64 bytes from 172.128.1.130: icmp_seq=1 ttl=64 time=0.645 ms
64 bytes from 172.128.1.130: icmp_seq=2 ttl=64 time=0.693 ms
--- 172.128.1.130 ping statistics ---
2 packets transmitted, 2 received, 0% packet loss, time 1001ms
rtt min/avg/max/mdev = 0.645/0.669/0.693/0.024 ms
UPDATE: The bond on both servers
root@server1:~# cat /proc/net/bonding/bond0
Ethernet Channel Bonding Driver: v3.7.1 (April 27, 2011)
Bonding Mode: IEEE 802.3ad Dynamic link aggregation
Transmit Hash Policy: layer2 (0)
MII Status: up
MII Polling Interval (ms): 100
Up Delay (ms): 100
Down Delay (ms): 100
802.3ad info
LACP rate: slow
Min links: 0
Aggregator selection policy (ad_select): stable
Active Aggregator Info:
Aggregator ID: 1
Number of ports: 1
Actor Key: 17
Partner Key: 1
Partner Mac Address: 00:00:00:00:00:00
Slave Interface: eth2
MII Status: up
Speed: 1000 Mbps
Duplex: full
Link Failure Count: 2
Permanent HW addr: 00:11:0a:10:03:29
Aggregator ID: 1
Slave queue ID: 0
Slave Interface: eth0
MII Status: up
Speed: 1000 Mbps
Duplex: full
Link Failure Count: 2
Permanent HW addr: 00:11:0a:10:03:28
Aggregator ID: 2
Slave queue ID: 0
root@server2:~# cat /proc/net/bonding/bond0
Ethernet Channel Bonding Driver: v3.7.1 (April 27, 2011)
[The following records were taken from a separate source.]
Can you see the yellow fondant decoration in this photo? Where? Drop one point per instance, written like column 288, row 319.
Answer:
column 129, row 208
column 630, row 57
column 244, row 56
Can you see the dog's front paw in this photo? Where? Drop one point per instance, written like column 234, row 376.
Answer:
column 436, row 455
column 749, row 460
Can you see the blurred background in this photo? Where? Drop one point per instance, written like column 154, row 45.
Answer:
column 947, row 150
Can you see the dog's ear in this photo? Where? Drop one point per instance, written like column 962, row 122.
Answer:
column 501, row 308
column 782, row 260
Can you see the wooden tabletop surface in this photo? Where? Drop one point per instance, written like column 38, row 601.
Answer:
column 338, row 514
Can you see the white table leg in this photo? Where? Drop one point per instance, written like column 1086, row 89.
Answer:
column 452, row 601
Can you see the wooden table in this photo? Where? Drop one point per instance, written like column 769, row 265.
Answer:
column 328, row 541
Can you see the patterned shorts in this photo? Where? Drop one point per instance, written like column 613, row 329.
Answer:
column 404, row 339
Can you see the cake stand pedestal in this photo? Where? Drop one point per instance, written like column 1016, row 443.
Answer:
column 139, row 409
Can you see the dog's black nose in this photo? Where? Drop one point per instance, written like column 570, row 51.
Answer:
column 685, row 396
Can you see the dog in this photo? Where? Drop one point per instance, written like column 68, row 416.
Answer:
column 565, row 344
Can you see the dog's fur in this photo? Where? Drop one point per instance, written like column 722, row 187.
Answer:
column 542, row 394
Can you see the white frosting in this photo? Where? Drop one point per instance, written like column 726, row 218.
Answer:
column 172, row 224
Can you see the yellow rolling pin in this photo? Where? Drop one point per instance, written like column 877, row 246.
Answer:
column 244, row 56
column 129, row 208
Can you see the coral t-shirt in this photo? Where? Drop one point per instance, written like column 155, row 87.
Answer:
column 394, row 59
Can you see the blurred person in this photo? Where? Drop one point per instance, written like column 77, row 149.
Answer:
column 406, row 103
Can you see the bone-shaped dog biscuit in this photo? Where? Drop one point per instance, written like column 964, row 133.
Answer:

Bonding Mode: IEEE 802.3ad Dynamic link aggregation
Transmit Hash Policy: layer2 (0)
MII Status: up
MII Polling Interval (ms): 100
Up Delay (ms): 100
Down Delay (ms): 100
802.3ad info
LACP rate: slow
Min links: 0
Aggregator selection policy (ad_select): stable
Active Aggregator Info:
Aggregator ID: 2
Number of ports: 1
Actor Key: 17
Partner Key: 1
Partner Mac Address: 00:00:00:00:00:00
Slave Interface: p1p1
MII Status: up
Speed: 1000 Mbps
Duplex: full
Link Failure Count: 0
Permanent HW addr: 00:15:17:2e:ab:b4
Aggregator ID: 1
Slave queue ID: 0
Slave Interface: p1p2
MII Status: up
Speed: 1000 Mbps
Duplex: full
Link Failure Count: 0
Permanent HW addr: 00:15:17:2e:ab:b5
Aggregator ID: 2
Slave queue ID: 0
Solved. I have mistakinly set the LAG in the Cisco switch to static instead dynamic which prevents LACP from being used. The embeded image will not show up probably due to lack of points in my account but attaching it in any case.
Cisco sg200-08 LAG Management
Now all looks much better:
Changes highlighted in bold (if visible in the code widget), first Number of ports is correctly set to 2 instead of previously 1, then the Aggregator ID now correctly has same value for both slaves, and lastly the Partner Mac Address now has a value (compared to 00:00:00:00:00:00 previously) indicating exchange of LACP UDP messages between the peers.